Christi and I look at her. She looks back at us.
"Oh," she says. "Like you."
Suddenly my hand stops working and I drop my Americano in my lap. We all stare at it for a minute.
"I'll get paper towels," says Christi, standing up.
"Thanks," I say, trying to sort of back away from the coffee, which has spilled all over my front, my feet, and the couch. I look up at Ruth, bewildered.
"Maybe change the pajamas," she suggests, standing and reaching for my hand. She pulls me off the couch and takes me down the hall to my room. She digs around in the paper bags that hold my clothes and takes out a pair of red ones.
"But I like these," I say.
"But they're all wet," she says, pulling my shirt off over my head.
"But they're my lucky pajamas," I say, standing there.
"These ones are lucky too," she says. "Pants off." She hands me the new pajama pants. I put them on and sit down on the bed and reach for the socks, but get disorganized trying to get them on my feet—something about doing it one at a time isn't working for me—so Ruth does it.
"The socks aren't long enough," I say, upset. "They have to go up to my knees or they aren't right."

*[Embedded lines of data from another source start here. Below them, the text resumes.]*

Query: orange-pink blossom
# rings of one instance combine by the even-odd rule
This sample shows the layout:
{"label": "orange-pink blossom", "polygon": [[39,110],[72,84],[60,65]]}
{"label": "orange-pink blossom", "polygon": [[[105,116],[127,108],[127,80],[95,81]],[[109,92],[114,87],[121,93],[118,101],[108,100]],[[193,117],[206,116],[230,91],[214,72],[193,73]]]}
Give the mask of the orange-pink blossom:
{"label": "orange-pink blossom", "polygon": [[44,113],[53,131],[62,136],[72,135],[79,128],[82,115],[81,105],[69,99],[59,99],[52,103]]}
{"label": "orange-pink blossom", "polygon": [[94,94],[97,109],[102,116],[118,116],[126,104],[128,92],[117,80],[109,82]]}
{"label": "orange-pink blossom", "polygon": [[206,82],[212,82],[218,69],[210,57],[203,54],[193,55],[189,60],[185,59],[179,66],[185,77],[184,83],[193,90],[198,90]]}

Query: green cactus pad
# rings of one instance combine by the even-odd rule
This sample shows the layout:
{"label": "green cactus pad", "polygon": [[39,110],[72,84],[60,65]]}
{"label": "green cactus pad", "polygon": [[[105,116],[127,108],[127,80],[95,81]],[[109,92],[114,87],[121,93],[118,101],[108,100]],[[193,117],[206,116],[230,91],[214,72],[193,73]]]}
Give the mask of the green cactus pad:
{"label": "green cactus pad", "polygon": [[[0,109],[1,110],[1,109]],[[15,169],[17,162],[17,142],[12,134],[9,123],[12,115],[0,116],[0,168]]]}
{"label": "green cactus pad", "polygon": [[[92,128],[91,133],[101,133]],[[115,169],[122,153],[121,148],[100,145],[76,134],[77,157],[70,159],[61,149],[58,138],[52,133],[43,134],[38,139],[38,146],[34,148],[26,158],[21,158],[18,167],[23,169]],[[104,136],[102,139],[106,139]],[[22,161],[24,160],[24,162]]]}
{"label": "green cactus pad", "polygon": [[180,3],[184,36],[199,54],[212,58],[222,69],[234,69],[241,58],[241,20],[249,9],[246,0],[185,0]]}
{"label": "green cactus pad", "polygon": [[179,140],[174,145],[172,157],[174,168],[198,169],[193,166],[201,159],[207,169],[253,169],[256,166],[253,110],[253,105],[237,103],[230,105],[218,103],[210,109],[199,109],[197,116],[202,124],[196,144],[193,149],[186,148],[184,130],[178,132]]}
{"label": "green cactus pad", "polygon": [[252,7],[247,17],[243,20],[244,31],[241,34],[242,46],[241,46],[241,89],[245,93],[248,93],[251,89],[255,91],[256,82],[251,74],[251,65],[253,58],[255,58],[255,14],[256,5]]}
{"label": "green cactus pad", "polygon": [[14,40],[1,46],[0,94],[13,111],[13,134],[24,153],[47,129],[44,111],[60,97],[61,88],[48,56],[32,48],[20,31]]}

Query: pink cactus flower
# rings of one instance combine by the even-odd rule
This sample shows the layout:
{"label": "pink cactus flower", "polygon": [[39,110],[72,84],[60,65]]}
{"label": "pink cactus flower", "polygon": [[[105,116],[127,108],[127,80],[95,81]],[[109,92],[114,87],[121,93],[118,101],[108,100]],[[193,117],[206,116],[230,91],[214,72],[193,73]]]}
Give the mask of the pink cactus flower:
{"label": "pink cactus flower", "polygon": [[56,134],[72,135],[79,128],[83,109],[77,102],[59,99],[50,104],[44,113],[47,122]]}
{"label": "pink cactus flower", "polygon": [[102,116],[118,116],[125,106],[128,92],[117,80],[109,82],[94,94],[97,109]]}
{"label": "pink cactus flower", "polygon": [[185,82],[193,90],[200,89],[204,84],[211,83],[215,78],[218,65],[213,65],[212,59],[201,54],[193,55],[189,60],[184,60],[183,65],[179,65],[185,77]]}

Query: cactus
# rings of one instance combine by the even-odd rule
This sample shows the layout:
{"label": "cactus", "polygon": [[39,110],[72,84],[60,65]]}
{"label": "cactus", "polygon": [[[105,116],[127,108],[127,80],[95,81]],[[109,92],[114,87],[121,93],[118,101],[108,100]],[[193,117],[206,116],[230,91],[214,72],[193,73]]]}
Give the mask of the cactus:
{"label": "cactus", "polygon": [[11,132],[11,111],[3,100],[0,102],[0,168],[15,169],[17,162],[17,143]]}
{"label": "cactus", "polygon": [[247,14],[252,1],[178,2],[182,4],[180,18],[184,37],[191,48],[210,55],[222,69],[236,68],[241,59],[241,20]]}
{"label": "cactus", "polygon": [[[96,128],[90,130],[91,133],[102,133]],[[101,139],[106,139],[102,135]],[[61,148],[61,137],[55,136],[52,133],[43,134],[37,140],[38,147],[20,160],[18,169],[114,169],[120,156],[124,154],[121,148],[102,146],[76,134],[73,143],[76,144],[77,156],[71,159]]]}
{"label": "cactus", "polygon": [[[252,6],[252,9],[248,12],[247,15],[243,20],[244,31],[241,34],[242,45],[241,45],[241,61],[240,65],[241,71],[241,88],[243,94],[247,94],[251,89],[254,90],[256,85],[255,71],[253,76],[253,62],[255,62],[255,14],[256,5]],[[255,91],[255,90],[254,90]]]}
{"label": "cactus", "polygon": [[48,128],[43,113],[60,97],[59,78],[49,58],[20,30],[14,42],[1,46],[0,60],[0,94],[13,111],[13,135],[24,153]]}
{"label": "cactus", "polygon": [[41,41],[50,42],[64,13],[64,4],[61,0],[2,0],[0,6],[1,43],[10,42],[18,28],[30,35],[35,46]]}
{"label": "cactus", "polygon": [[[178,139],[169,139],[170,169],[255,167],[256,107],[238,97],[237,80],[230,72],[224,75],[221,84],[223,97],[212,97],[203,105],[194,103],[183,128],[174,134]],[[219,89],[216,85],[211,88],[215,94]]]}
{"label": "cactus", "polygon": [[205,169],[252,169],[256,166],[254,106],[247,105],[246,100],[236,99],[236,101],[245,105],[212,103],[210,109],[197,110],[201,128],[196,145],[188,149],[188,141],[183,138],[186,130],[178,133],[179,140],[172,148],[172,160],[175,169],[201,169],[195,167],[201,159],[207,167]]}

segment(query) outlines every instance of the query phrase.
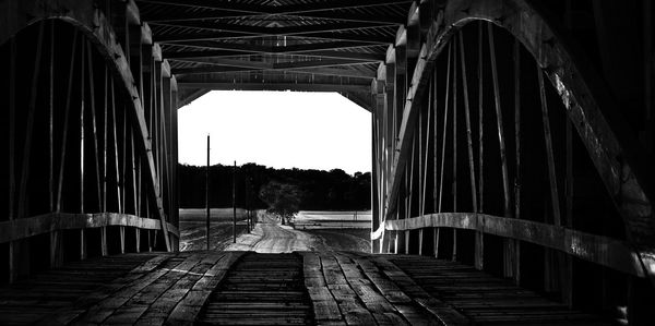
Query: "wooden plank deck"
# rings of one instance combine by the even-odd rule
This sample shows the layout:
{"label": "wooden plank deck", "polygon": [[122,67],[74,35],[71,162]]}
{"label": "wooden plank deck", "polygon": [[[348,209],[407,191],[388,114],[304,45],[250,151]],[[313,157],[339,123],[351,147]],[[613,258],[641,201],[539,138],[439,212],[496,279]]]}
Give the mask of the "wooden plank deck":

She digs around and finds another pair of socks and puts them on me, one foot at a time. Christi appears at the door.
"Time for bed," says Ruth, pulling down the covers and standing there like my mother. I crawl across the bed and get in. She pulls the sheet up to my chin, because she knows I like to be contained. She leans down and kisses my head. Christi does the same.
"When are you coming back?" I ask.
"Wednesday," Ruth says.
I feel very small and warm in my dry pajamas. "Thanks for coming," I say.
"Don't be silly," she says. "Of course we came. Go to sleep."
I nod, and am asleep before they reach the door.